The number of homes under contract to sell rose in June .
It’s the Pending Home Sales Index’s longest winning streak since 2003 and another piece of evidence that the housing market may be rebounding.
- The supply of new homes is falling
- The supply of used homes is falling
- The Case-Shiller Index showed home value increases in many of its markets.
Separately, the data is all interesting. All together, it paints the portrait of a recovery.
That said, we can’t forget that the Pending Home Sales Index is somewhat unique versus other real estate reports. Whereas data on existing and new home sales measures closed transactions, the Pending Home Sales Index only measures intent to buy.
Just because a home goes under contract, in other words, doesn’t mean that it actually will sell.

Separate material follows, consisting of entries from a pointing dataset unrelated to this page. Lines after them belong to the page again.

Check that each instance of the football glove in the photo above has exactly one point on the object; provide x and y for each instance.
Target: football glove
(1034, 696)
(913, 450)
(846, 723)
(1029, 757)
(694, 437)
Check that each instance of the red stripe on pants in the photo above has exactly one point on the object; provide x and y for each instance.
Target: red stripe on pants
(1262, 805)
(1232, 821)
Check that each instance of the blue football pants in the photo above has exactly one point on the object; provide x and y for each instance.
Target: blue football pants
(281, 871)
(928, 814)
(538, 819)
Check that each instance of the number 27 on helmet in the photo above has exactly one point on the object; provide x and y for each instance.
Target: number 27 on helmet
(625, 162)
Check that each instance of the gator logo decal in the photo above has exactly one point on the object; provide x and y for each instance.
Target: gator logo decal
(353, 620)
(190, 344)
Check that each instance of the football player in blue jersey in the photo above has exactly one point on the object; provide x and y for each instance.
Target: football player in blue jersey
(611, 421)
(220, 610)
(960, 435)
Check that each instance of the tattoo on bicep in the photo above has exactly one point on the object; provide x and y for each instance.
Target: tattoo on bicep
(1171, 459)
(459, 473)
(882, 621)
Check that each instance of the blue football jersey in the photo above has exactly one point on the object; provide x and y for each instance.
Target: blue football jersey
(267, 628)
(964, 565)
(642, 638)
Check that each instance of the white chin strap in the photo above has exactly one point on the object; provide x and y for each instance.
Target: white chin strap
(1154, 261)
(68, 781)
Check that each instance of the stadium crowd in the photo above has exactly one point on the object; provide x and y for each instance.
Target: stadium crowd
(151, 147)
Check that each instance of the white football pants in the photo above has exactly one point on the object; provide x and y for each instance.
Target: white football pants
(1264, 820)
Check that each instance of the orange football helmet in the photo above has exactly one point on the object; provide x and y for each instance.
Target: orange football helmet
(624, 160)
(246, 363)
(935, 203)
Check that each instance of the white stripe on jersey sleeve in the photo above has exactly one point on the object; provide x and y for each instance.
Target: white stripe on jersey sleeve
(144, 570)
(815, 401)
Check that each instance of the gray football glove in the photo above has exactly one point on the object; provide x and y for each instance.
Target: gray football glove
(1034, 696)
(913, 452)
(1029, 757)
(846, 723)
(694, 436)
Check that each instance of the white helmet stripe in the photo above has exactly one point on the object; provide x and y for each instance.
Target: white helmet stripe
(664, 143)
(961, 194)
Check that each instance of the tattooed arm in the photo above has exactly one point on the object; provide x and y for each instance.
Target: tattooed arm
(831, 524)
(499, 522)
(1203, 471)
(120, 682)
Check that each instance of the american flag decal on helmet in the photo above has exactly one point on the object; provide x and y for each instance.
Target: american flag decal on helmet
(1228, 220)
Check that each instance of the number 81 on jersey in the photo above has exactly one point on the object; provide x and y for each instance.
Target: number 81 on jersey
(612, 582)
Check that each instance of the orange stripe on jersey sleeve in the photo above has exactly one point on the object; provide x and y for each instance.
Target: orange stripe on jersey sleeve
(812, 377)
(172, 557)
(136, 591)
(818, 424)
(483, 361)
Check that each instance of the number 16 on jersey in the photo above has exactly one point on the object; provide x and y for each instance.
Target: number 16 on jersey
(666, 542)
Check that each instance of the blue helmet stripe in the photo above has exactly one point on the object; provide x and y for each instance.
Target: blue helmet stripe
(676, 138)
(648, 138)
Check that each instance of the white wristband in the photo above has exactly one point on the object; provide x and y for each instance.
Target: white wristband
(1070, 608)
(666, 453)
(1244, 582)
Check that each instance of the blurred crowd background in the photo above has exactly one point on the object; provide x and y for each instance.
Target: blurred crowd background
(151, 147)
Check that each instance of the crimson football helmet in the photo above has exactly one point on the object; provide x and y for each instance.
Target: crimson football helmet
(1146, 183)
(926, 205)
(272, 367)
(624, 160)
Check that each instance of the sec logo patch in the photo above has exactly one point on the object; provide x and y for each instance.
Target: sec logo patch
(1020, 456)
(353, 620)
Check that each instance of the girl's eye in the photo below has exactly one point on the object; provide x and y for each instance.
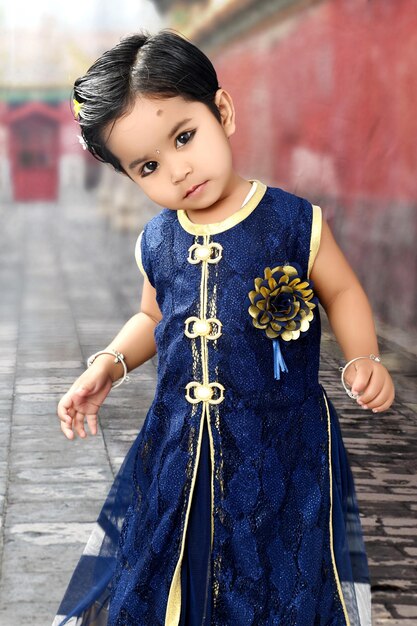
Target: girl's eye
(184, 138)
(148, 168)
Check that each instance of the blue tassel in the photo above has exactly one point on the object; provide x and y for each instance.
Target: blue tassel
(279, 363)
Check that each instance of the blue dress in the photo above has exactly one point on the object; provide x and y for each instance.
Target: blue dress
(236, 504)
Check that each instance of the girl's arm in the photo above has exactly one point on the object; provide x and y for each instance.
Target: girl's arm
(136, 342)
(350, 316)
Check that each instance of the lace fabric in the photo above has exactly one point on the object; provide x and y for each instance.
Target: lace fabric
(287, 545)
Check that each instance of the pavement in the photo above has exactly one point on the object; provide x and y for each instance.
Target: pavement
(68, 281)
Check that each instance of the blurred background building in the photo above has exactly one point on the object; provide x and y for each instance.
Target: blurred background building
(325, 93)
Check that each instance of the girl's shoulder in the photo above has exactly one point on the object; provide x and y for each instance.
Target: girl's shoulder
(285, 201)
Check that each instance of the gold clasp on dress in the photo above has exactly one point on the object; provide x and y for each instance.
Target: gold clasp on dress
(196, 327)
(213, 393)
(211, 253)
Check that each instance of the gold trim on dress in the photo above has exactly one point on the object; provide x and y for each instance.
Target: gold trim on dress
(315, 236)
(336, 574)
(196, 327)
(198, 253)
(229, 222)
(138, 255)
(207, 393)
(173, 610)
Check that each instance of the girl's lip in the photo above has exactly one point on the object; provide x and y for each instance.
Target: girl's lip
(194, 189)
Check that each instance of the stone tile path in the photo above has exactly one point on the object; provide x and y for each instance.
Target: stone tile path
(67, 284)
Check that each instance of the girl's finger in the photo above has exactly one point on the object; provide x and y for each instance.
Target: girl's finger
(66, 428)
(361, 379)
(92, 423)
(374, 388)
(79, 425)
(384, 401)
(378, 398)
(386, 405)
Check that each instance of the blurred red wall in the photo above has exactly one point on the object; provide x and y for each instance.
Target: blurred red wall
(326, 107)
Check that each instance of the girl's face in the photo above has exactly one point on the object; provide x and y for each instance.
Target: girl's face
(177, 151)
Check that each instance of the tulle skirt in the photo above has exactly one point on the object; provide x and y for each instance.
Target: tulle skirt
(87, 598)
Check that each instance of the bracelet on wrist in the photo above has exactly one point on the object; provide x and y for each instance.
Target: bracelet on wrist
(118, 358)
(343, 369)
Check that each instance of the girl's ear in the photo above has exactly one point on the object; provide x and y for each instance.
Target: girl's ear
(223, 101)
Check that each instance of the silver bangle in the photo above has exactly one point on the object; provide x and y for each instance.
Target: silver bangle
(349, 392)
(118, 358)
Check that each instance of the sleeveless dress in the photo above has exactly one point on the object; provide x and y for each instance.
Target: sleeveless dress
(235, 506)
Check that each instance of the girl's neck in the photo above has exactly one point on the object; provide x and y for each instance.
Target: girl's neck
(230, 202)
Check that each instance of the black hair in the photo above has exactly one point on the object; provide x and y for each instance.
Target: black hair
(164, 65)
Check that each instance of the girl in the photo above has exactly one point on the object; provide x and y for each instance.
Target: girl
(235, 505)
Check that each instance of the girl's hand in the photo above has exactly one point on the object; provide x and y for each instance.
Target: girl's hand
(372, 382)
(82, 401)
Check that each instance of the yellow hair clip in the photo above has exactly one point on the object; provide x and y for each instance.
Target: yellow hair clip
(77, 107)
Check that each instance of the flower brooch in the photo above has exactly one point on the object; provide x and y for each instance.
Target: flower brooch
(282, 305)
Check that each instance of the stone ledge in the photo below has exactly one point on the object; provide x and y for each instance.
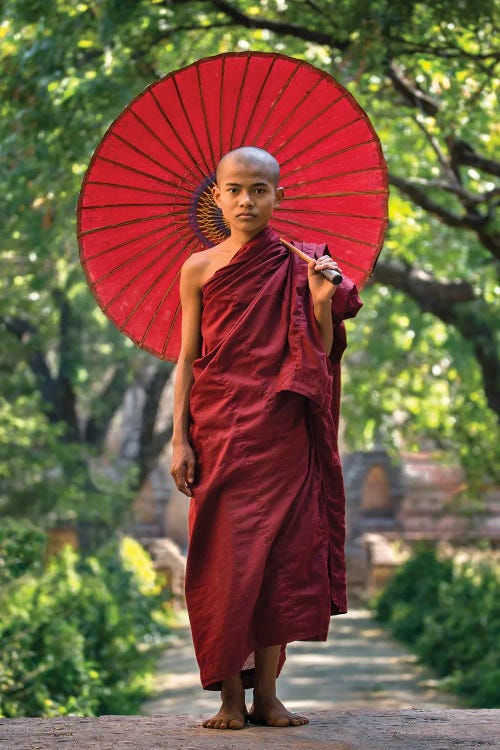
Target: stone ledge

Purchase transactions can fall apart for a multitude of reasons including, but not limited to, buyer-seller disputes, failed home inspections, and an inability to secure mortgage financing. The Pending Home Sales Index doesn’t account for these types of issues.
In general, though, as the number of homes under contract increases, Existing Home Sales increase, too — usually on a 2-month lag. Home sale data should remain strong through early-Fall, at least.
For active buyers, be conscious of the fact that that more home sales plus falling home supplies leads to higher home values.
If you’re looking for a bargain, the longer you wait, the less likely you may be to find it.